Speaking at the Capitol Media Center in Harrisburg, the senators discussed the package of bills expected to address such issues following meetings with county election officials, commissioners and other interested parties across Pennsylvania.
State Sen. Mike Folmar, R-Lebanon, the chairman with the State Government Committee, said one of his goals for the committee in 2019 was to bring some meaningful changes to the Pennsylvania election laws to make the process easier, more secure and hopefully save money.
“In my first meeting with county election officials, I was shocked by their comment that no state officials have worked closely with them about possible changes to Pennsylvania election laws,” Folmar said.
“We are actually listening to the people on the ground,” said Stefano. “We're talking with election bureau leaders, and they're telling me what their issues are and hearing what the problems are and the changes we need to make.”
Stefano said his sponsorship in the package includes a constitutional amendment to remove the restriction of state and federal employees acting as poll workers.
“The directors aren't able to find people to work the polls,” Stefano said. “If we want to have accessible elections, we need people to be staffing our poll locations.”

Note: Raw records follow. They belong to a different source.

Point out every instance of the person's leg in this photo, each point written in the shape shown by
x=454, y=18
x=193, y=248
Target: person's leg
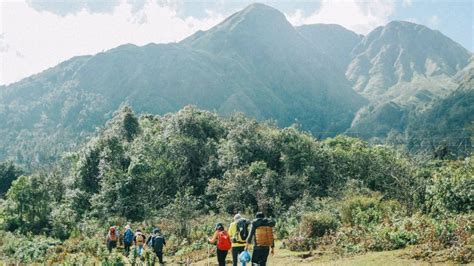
x=235, y=254
x=109, y=246
x=255, y=256
x=126, y=247
x=263, y=256
x=221, y=257
x=159, y=254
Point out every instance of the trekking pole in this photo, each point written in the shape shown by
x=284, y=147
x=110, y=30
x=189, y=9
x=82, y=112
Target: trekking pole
x=208, y=253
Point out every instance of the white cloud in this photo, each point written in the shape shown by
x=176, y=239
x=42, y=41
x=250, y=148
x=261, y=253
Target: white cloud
x=434, y=21
x=412, y=20
x=407, y=3
x=359, y=16
x=33, y=41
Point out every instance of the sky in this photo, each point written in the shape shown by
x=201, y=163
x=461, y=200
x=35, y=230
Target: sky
x=39, y=34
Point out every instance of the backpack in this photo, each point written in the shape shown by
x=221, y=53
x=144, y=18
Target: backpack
x=242, y=231
x=264, y=234
x=223, y=241
x=128, y=236
x=112, y=235
x=140, y=239
x=157, y=243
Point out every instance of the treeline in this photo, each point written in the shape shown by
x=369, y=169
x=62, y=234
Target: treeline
x=194, y=162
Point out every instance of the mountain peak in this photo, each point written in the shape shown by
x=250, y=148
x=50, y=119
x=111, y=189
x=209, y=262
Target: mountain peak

Another part of the package Stefano is sponsoring is looking to reduce the number of printed ballots as the state currently prints 100 percent of ballots for all registered voters.
Stefano said they will look at different ways to accurately measure numbers of paper ballot users for the last three years and predict how many ballots will need to be printed with some extra.
“One thing I've noticed in Pennsylvania is we don't like change,” Stefano said. “But we're finding the world is changing around us, and we need to be getting some of our codes back up and match what's going on in the world or, in some cases, we need to lead.”
Other senators and their bills include Sen. Judy Schwank, D-Berks, with her legislation to allow anyone to vote via absentee ballots and no-excuse absentee ballots; Sen. Tom Killion, R-Delaware County, with his legislation to give counties the option of establishing voting centers so a voter can vote anywhere in the county, and curbside voting for voters with disabilities to safely and privately cast their ballot; and Sen. Scott Martin, R-Lancaster, with his constitutional amendment to eliminate provisions of having separate ballots for judicial-related questions and to change a provision to allow one write-in vote to get someone into office.
The County Commissioners Association of Pennsylvania supports the efforts of the senators, releasing a statement thanking the group for including county officials and election bureau directors in the discussions over the past several months.
“While much of counties’ attention recently has been focused on the need to purchase new voting equipment, we also believe there is a need for more comprehensive elections reform considerations to make sure the entire elections process remains both accessible and cost-effective,” the statement read.